Two recently published studies exploring the VE1 antibody in colorectal cancer have also shown a high degree of specificity and sensitivity, but included either small series [
32] and/or a highly preselected patient population [
31]. However, the consistent findings in both of these studies add considerable weight to our findings in supporting the incorporation of the antibody as the initial method of detection of
BRAF V600E status in patients with colorectal cancer. As opposed to the findings of strong concordance between the VE1 IHC antibody and sequencing-based techniques in these two studies and ours, another study examining VE1 IHC in colorectal cancer was also published recently and reports low sensitivity (71 %) and specificity (74 %) of VE1 tested on 52 FFPE CRC samples [
49]. Methodological differences in the antigen retrieval, staining and signal amplification protocols resulting in poor signal intensity and background staining likely account for this discrepancy [
49]. We found that the use of OptiView DAB IHC Detection Kit resulted in clear discrimination between background tissue and
BRAF V600E-positive tumour cell cytoplasmic staining using the VE1 antibody. In our experience, patchy focal staining, rather than the level of staining intensity, can lead to difficulties with interpretation, particularly in tissue core samples. Patchy focal staining was occasionally seen (1.7 %) in otherwise clearly negative tumours and could lead to false-positive results (Fig.

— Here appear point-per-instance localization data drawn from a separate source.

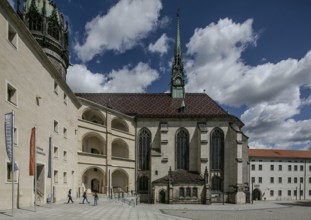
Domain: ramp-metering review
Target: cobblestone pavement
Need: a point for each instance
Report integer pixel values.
(116, 210)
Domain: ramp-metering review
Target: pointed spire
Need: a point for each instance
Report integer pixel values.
(177, 79)
(177, 43)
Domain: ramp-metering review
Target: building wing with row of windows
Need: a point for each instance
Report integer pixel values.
(280, 174)
(168, 148)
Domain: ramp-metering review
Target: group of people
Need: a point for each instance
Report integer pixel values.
(84, 197)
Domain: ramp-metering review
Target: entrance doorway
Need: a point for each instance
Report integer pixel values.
(95, 185)
(40, 182)
(162, 196)
(256, 194)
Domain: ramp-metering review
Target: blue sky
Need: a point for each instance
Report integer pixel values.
(252, 57)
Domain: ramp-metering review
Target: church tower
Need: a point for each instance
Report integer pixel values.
(47, 26)
(177, 80)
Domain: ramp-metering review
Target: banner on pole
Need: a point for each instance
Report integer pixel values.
(9, 134)
(50, 158)
(32, 152)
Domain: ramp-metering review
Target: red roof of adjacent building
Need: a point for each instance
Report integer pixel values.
(279, 153)
(159, 105)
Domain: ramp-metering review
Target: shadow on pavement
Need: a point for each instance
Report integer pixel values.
(298, 203)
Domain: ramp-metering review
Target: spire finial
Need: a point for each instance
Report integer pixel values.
(177, 80)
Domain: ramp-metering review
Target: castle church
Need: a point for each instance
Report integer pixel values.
(169, 148)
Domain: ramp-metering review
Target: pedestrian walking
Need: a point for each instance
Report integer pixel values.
(69, 196)
(95, 198)
(85, 197)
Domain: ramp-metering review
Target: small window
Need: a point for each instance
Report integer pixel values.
(55, 152)
(181, 192)
(253, 179)
(11, 94)
(65, 132)
(253, 166)
(56, 126)
(65, 155)
(9, 173)
(56, 88)
(55, 176)
(194, 192)
(271, 167)
(65, 177)
(12, 36)
(259, 179)
(271, 179)
(271, 193)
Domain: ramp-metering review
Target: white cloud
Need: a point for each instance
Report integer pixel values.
(160, 46)
(127, 79)
(271, 91)
(109, 32)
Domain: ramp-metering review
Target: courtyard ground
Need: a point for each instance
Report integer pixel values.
(116, 210)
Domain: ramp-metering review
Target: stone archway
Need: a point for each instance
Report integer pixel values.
(119, 181)
(95, 185)
(162, 196)
(94, 179)
(256, 194)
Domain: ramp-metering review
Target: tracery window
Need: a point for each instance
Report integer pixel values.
(182, 150)
(216, 184)
(53, 29)
(35, 23)
(217, 149)
(144, 149)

3). Patchy focal non-staining was occasionally seen in otherwise clearly positive tumours and could lead to false-negative results. These staining anomalies were often present in the same areas in restained sections and did not correspond to any anatomical features such as tumour nodules. Interpretive difficulties were often resolved by examining additional tumour areas by staining whole mount sections. In such cases, confirmation of
BRAF status should be verified by IHC on a different specimen from that resection or by a sensitive molecular method.

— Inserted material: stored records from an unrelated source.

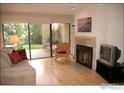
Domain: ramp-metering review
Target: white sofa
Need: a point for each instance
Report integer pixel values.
(21, 73)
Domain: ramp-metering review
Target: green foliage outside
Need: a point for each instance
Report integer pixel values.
(21, 31)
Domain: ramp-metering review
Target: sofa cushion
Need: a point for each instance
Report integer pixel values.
(22, 53)
(15, 57)
(8, 50)
(5, 60)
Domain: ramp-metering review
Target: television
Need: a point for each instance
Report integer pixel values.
(109, 54)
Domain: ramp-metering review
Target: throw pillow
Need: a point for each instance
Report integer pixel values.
(15, 57)
(61, 52)
(22, 53)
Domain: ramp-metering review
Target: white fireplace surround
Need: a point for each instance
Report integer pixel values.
(88, 41)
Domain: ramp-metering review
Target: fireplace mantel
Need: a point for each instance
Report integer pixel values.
(88, 41)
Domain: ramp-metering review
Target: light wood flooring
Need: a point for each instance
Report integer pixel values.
(49, 72)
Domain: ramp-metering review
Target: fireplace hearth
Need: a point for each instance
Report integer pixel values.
(84, 55)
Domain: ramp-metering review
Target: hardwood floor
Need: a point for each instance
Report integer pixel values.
(49, 72)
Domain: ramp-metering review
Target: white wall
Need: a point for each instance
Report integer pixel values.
(107, 24)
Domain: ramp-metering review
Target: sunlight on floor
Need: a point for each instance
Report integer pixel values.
(37, 64)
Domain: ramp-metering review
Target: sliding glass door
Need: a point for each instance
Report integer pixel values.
(16, 36)
(39, 40)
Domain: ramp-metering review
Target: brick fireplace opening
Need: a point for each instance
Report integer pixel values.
(84, 55)
(85, 51)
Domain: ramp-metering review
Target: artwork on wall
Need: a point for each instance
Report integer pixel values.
(84, 24)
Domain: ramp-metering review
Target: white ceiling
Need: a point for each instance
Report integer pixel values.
(63, 9)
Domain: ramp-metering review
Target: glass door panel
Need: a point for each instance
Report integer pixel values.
(39, 40)
(16, 35)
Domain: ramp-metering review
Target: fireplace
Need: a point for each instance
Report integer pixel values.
(84, 55)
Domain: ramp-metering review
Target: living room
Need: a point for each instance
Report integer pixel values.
(106, 27)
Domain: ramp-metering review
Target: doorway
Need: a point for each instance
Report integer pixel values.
(39, 40)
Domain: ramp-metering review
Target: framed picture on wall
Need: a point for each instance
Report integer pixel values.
(84, 24)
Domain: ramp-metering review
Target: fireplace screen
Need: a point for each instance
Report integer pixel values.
(84, 55)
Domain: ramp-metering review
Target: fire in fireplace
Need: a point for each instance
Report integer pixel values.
(84, 55)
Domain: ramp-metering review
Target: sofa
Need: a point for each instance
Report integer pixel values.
(21, 73)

The observation that the vast majority of CRCs stained in this study showed either homogeneously negative or positive BRAF V600E expression argues against the clonal acquisition of
BRAF activating mutations in primary CRCs. Interestingly, lack of clonality for BRAF V600E expression has also been noted in other malignancies including metastatic lesions [
19‐
21,
28], despite suggestions of polyclonality for
BRAF genotype in melanoma and thyroid cancer using alternative experimental methods [
50‐
52]. The use of mutation-specific antibodies to address this controversial cancer biology question is but one of their potential research applications. Busam et al. [
53] and Sahm et al. [
23] utilised VE1 IHC in co-staining experiments to further characterise
BRAF mutation-positive melanocytic lesions and Langerhans cell histiocytosis respectively. Exploration of staining intensity has also been suggested as a potentially fruitful translational research application [
54].
In conclusion, the BRAF V600E VE1 antibody is an accurate immunohistochemical diagnostic assay in patients with CRC and should serve as a simple method for the detection of the BRAF V600E mutation in routine practice.